- Storm shuts down government, but all nine justices at work as usual
- Security tighter following secret recording of court session last week
- Some spectators asked to remove belts, new protocols in place for Monday's session
It was business as usual -- with a twist -- at the U.S. Supreme Court on Monday despite a late-winter snowstorm that blew through the nation's capital and shut down the government.
Public sessions were open as scheduled and security was noticeably tighter following last week's incident in which the justices were secretly recorded during an oral argument and a video posted on YouTube.
It was the first time anyone can recall that happening. Cameras and other electronics are not allowed in the courtroom.
As an independent branch of government, the Supreme Court has wide latitude about its schedule and takes pride in operating on its own terms.
Chief Justice John Roberts makes the call on whether to close the building across the street from the Capitol, and consults senior court staff.
Some court staff, including police, spent the night in the building to ensure operations on Monday, including arguments, would function normally.
Arguments are scheduled months in advance, and canceling or delaying them would create logistical and workload hassles for the high court and attorneys.
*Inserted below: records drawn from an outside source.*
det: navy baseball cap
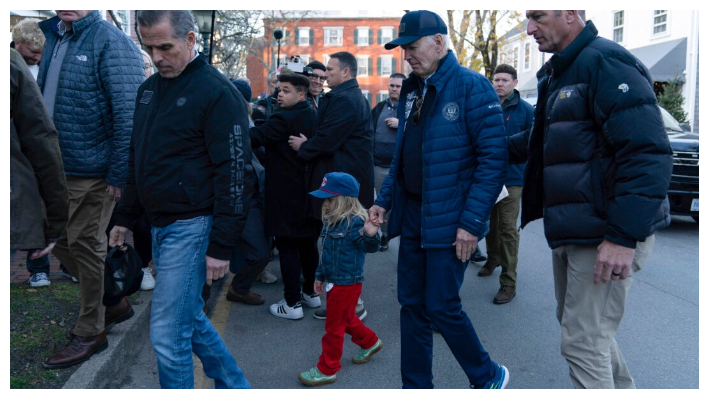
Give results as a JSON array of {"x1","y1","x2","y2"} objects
[
  {"x1": 310, "y1": 172, "x2": 359, "y2": 198},
  {"x1": 384, "y1": 10, "x2": 448, "y2": 50}
]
All nine of the justices were on hand for Monday's session, which was mostly full with spectators.
Security was noticeably more thorough after last week's incident.
Police gave closer scrutiny to some clothing worn by spectators and reporters, and some were asked to remove their belts.
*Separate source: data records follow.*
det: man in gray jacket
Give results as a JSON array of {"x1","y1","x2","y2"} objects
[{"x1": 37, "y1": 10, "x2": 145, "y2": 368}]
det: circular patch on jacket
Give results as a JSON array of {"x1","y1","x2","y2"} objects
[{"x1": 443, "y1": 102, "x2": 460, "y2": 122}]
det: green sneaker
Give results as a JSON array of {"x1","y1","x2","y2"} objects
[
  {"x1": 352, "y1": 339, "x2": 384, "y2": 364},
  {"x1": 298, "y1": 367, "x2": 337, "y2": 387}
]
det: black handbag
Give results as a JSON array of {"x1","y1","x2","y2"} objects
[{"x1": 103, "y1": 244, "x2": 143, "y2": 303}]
Cloth-covered tables were also a new feature, along with improved lighting, where pens, notebooks, and personal items were examined in greater detail.
And a wooden sign was prominently displayed next to the magnetometers, warning no cameras or electronics were permitted.
There was no immediate explanation how a camera was smuggled past security last Wednesday.
An advocacy group recorded video of an oral argument that was interrupted by a spectator, who spoke loudly about campaign finance reform, witnesses said.
The group 99Rise.org, which supports campaign finance reform, posted the video on YouTube as part of a protest over the issue.